Michael Houdmann is the CEO of He defines classical Apologetics this way: “Classical apologetics is a method of apologetics that begins by first employing various theistic arguments to establish the existence of God. Classical apologists will often utilize various forms of the cosmological, teleological (Design), ontological, and moral arguments to prove God’s existence. Once God’s existence has been established, the classical apologist will then move on to present evidence from fulfilled prophecy, the historical reliability of Scripture, and the bodily resurrection of Jesus to distinguish Christianity from all other competing forms of theism.”

Classical and evidential Apologetics are both very different from presuppositional Apologetics and very similar to each other. They both include the step of arguing that miracles and other such evidences demonstrate the existence of the Biblical God. However, as noted by Michael Houdmann above, classical Apologetics includes another step that comes first. That step is demonstrating the existence of a deity through various proofs.

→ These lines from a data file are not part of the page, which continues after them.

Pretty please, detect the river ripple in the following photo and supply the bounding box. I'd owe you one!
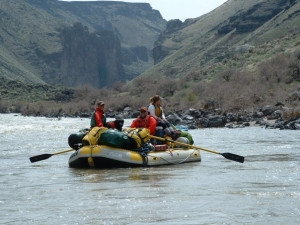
[0,114,299,225]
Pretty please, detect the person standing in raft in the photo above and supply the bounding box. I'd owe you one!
[148,95,175,137]
[90,101,107,128]
[130,107,157,135]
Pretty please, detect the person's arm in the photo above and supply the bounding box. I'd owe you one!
[106,121,114,129]
[149,117,157,135]
[131,119,137,128]
[161,107,166,120]
[94,111,104,127]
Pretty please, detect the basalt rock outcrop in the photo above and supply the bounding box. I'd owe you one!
[0,0,166,88]
[216,0,296,35]
[57,23,125,88]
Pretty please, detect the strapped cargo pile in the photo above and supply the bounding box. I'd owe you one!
[67,127,201,169]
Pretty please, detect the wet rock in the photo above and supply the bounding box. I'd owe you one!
[260,105,277,116]
[166,112,182,124]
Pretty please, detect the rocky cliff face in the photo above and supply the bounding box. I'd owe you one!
[153,19,196,65]
[216,0,296,35]
[55,23,124,88]
[0,0,166,88]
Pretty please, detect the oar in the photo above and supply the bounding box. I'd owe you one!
[29,149,75,163]
[149,135,244,163]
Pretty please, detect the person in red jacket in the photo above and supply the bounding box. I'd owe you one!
[90,101,106,128]
[130,107,157,135]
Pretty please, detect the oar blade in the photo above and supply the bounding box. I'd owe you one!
[29,154,53,163]
[221,152,244,163]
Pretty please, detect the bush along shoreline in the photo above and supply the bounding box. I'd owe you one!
[1,68,300,131]
[6,103,300,130]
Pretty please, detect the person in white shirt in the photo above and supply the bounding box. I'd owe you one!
[148,95,175,137]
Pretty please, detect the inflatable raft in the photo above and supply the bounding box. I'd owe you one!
[68,144,201,169]
[29,127,244,167]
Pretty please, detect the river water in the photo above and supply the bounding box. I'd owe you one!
[0,114,299,225]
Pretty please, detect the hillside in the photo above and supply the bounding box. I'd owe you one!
[148,0,300,79]
[120,0,300,113]
[0,0,166,87]
[1,0,300,116]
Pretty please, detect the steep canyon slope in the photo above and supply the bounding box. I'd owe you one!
[149,0,300,79]
[0,0,166,88]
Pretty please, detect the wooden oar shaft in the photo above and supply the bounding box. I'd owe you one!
[29,149,74,163]
[53,149,74,155]
[149,135,244,163]
[149,135,219,154]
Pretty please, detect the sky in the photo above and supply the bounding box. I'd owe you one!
[66,0,228,21]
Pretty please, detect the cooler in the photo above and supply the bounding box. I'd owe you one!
[155,126,164,144]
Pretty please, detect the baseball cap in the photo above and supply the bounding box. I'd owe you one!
[140,107,147,112]
[97,101,105,106]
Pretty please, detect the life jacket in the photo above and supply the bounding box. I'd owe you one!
[90,110,107,128]
[153,104,163,118]
[131,115,157,135]
[90,111,96,127]
[133,115,151,128]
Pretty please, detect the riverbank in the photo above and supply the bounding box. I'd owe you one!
[6,102,300,130]
[240,119,276,127]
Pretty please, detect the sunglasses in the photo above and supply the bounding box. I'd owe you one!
[140,110,146,113]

Four common proofs used to establish the existence of a deity are these:
1. The Cosmological Argument (Uncaused Cause)
2. The Teleological Argument (Designed Universe)
3. The Ontological Argument (Greatest Conceivable Being)
4. The Moral Argument (Objective Morals)

After we overview evidential Apologetics in my next post, we’ll return to these proofs and examine them more in-depth.

Three Kinds of Apologetics

In speech and debate we talk about Apologetics a lot. We don’t tend to draw any sort of distinction within Apologetics as a whole. However, there are actually at least three distinct types of Apologetics–also referred to as “schools” of Apologetics. In this post I’m going to give a brief overview of the first school of Apologetics, while my next two posts will address numbers two and three.

These next few paragraphs are excerpted from an article I wrote for the Families for Reformation newsletter a few months back. You can read more of the article on this website by clicking here, or read the entire thing by going to the Families for Reformation website.

The first type of Apologetics is presuppositional Apologetics. What is presuppositional apologetics? According to that great source of human knowledge, Wikipedia, “Presuppositionalism is a school of Christian apologetics that believes the Christian faith is the only basis for rational thought.”

What is a presupposition? According to apologist John Frame, a presupposition is a “belief that takes precedence over another and therefore serves as a criterion for another. An ultimate presupposition is a belief over which no other takes precedence. For a Christian, the content of Scripture must serve as his ultimate presupposition…. This doctrine is merely the outworking of the lordship of God in the area of human thought. It merely applies the doctrine of scriptural infallibility to the realm of knowing.”

Basically, presuppositional apologetics argues that everyone has certain fundamental assumptions that we accept without external proof. Moreover, it asserts that any rational discussion presupposes the truth of the presuppositions of Christianity.